TEMPO.CO, Jakarta - Pemerintah mengakui tren impor bahan kebutuhan pokok dalam beberapa tahun terakhir terus meningkat. Keputusan impor terpaksa diambil karena pemerintah berupaya menstabilkan harga bahan kebutuhan yang terus merangkak naik.
Baca: Sengketa dengan AS di WTO, Haruskah RI Bayar Sanksi Rp 5 T?
"Impor meningkat dari 2015 hingga 2017 sekitar 10 persen," kata Direktur Jenderal Perdagangan Dalam Negeri Kementerian Perdagangan Tjahya Widayanti, di Jakarta, Rabu, 8 Agustus 2018. Hal itu disampaikan dalam acara seminar nasional "Menelaah Model Konsumsi Pangan Indonesia Masa Depan" bersama Perhimpunan Ekonom Pertanian Indonesia.
Meski begitu, Tjahya memastikan bahwa selama ini impor hanyalah pilihan terakhir. Sebab, Presiden Joko Widodo atau Jokowi telah menekankan tiga prioritas penting dalam sektor perdagangan, salah satunya yaitu stabilisasi bahan pokok melalui penyerapan dalam negeri.
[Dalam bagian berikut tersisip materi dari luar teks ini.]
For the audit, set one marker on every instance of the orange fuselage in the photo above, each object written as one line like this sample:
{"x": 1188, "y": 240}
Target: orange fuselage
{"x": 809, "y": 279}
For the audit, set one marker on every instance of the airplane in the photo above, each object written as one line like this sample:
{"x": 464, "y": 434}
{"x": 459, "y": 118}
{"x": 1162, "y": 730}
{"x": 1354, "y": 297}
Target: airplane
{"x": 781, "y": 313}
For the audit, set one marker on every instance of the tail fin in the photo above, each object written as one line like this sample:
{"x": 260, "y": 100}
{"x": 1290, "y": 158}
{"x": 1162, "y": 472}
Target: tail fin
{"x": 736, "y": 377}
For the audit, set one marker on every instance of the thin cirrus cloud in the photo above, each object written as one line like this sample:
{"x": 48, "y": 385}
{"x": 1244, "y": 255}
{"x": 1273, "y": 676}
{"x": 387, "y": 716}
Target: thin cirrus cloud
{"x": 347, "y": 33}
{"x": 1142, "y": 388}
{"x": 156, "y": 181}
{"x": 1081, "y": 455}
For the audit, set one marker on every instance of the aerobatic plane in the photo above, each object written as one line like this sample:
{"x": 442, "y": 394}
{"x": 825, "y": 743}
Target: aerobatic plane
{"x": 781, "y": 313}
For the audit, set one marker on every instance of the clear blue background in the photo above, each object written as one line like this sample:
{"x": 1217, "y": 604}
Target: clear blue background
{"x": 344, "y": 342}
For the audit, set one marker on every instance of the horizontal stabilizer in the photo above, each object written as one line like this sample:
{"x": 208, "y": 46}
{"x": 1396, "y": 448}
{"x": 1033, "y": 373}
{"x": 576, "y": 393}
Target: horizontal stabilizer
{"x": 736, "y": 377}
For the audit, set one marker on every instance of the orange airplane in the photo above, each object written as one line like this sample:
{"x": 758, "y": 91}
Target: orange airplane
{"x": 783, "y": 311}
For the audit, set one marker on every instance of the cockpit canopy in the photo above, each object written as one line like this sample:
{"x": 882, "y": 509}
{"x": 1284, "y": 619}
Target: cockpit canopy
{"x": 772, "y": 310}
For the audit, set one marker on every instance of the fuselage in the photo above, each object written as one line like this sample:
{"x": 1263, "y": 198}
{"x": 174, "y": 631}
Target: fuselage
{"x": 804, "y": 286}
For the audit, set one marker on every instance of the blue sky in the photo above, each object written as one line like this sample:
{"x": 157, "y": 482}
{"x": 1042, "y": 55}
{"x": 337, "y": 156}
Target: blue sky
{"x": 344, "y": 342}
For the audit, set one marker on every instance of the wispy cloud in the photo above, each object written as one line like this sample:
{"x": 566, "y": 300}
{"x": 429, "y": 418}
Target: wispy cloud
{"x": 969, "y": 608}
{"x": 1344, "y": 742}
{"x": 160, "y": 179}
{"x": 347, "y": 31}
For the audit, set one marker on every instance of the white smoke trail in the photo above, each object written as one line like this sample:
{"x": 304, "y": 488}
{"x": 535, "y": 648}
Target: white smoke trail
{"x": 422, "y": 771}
Dua lainnya yaitu menjaga neraca perdagangan dan tingkatkan ekspor, serta revitalisasi pasar rakyat.
Baca: RI Hapus Bea Masuk Produk Palestina, Enggar: Ini Dukungan Penuh
Tren kenaikan impor ternyata tak hanya dari 2015 sampai 2017, kata Tjahya, namun berlanjut hingga paruh pertama 2018. Badan Pusat Statistik atau BPS mencatat impor bahan pangan terus membengkak dan menjadi penyumbang terbesar pembelian barang konsumsi dari luar negeri pada periode tersebut.
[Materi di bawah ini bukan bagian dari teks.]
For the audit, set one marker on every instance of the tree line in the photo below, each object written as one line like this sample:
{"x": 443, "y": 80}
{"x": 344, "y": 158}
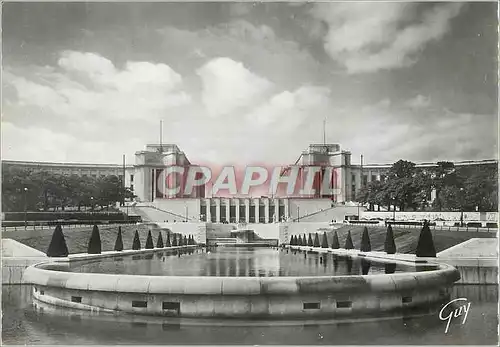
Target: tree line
{"x": 24, "y": 189}
{"x": 457, "y": 188}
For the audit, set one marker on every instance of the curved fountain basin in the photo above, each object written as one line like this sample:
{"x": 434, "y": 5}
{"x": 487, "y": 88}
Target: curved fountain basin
{"x": 242, "y": 297}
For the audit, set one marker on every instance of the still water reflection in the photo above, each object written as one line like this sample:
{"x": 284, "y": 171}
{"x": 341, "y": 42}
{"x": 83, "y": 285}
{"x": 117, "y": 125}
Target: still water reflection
{"x": 239, "y": 262}
{"x": 22, "y": 323}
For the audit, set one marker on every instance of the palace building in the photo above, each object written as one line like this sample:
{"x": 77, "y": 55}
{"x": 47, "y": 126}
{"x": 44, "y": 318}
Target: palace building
{"x": 144, "y": 176}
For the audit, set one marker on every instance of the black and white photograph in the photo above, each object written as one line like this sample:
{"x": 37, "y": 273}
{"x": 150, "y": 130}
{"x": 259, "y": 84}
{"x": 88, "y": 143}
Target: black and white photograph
{"x": 249, "y": 173}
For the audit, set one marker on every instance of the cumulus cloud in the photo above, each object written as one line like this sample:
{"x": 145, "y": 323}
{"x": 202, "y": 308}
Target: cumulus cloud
{"x": 419, "y": 101}
{"x": 229, "y": 86}
{"x": 287, "y": 110}
{"x": 368, "y": 37}
{"x": 87, "y": 85}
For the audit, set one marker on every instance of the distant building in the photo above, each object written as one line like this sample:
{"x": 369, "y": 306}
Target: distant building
{"x": 143, "y": 176}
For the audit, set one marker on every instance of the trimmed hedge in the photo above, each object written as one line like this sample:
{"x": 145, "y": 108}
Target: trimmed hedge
{"x": 316, "y": 241}
{"x": 159, "y": 242}
{"x": 136, "y": 244}
{"x": 425, "y": 246}
{"x": 348, "y": 241}
{"x": 149, "y": 241}
{"x": 324, "y": 243}
{"x": 119, "y": 241}
{"x": 366, "y": 245}
{"x": 390, "y": 245}
{"x": 57, "y": 246}
{"x": 95, "y": 246}
{"x": 335, "y": 241}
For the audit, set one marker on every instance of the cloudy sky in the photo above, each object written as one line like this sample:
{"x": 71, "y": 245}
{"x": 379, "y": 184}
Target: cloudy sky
{"x": 249, "y": 83}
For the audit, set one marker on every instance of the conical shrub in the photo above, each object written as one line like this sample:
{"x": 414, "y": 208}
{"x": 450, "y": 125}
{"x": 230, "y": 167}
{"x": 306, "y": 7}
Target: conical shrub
{"x": 365, "y": 266}
{"x": 348, "y": 241}
{"x": 390, "y": 268}
{"x": 324, "y": 243}
{"x": 168, "y": 243}
{"x": 136, "y": 244}
{"x": 149, "y": 241}
{"x": 159, "y": 242}
{"x": 309, "y": 241}
{"x": 57, "y": 247}
{"x": 94, "y": 246}
{"x": 335, "y": 241}
{"x": 390, "y": 245}
{"x": 119, "y": 241}
{"x": 425, "y": 246}
{"x": 316, "y": 241}
{"x": 366, "y": 245}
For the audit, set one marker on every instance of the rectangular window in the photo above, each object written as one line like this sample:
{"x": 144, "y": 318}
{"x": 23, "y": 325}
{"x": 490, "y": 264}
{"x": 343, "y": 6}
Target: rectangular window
{"x": 171, "y": 308}
{"x": 344, "y": 304}
{"x": 139, "y": 304}
{"x": 311, "y": 306}
{"x": 168, "y": 305}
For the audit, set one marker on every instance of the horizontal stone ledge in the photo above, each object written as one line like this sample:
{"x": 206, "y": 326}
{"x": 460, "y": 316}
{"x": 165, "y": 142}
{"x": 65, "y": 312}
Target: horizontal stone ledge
{"x": 199, "y": 285}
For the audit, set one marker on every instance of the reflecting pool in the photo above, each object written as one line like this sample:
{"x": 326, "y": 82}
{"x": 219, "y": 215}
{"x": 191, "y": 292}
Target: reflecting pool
{"x": 239, "y": 262}
{"x": 24, "y": 324}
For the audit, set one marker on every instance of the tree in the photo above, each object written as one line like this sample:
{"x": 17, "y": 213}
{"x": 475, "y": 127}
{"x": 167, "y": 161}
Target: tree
{"x": 94, "y": 246}
{"x": 389, "y": 245}
{"x": 324, "y": 242}
{"x": 119, "y": 240}
{"x": 335, "y": 242}
{"x": 159, "y": 242}
{"x": 443, "y": 175}
{"x": 400, "y": 183}
{"x": 57, "y": 246}
{"x": 149, "y": 241}
{"x": 136, "y": 244}
{"x": 425, "y": 246}
{"x": 365, "y": 266}
{"x": 365, "y": 241}
{"x": 309, "y": 241}
{"x": 316, "y": 241}
{"x": 168, "y": 244}
{"x": 348, "y": 241}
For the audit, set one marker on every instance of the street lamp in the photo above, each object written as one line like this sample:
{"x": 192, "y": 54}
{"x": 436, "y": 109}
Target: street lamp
{"x": 25, "y": 208}
{"x": 394, "y": 208}
{"x": 461, "y": 207}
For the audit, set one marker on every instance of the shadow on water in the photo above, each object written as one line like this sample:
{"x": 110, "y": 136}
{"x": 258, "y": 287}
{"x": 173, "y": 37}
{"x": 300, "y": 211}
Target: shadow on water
{"x": 390, "y": 268}
{"x": 45, "y": 324}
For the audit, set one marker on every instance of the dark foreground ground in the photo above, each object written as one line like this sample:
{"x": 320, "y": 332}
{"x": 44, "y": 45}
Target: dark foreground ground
{"x": 23, "y": 324}
{"x": 77, "y": 239}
Kepala BPS Suhariyanto mengatakan nilai impor barang konsumsi sepanjang Januari hingga Juni 2018 mencapai US$ 8,18 miliar atau setara Rp 117,7 triliun dan naik 21,64 persen secara year on year (yoy). Menurut dia komoditas pangan menjadi penyumbang terbesar kenaikan impor barang konsumsi tersebut. “Secara umum, kenaikan paling besar disumbangkan oleh beberapa komoditas seperti beras, gula dan kedelai,” kata Suhariyanto, Senin, 16 Juli 2018.
BPS juga mencatat beras, gula, biji gandum dan meslin, serta garam adalah komoditas dengan volume impor terbesar sepanjang semester pertama 2018. Dari sisi nilai, penyumbang impor terbesar adalah beras, gula, kedelai, serta biji gandum dan mesin.
Tjahya mengatakan, instrumen impor sebagai stabilitas harga pangan sebenarnya tidak terjadi karena satu faktor saja. Lantaran, kenaikan harga bisa terjadi karena naiknya konsumsi, minimnya suplai, hingga terganggunya jalur distribusi bahan pokok. "Kalo masalah di suplai, saya ga bisa masuk. Tapi kalau distribusi, saya bisa lakukan antisipasi," ujarnya.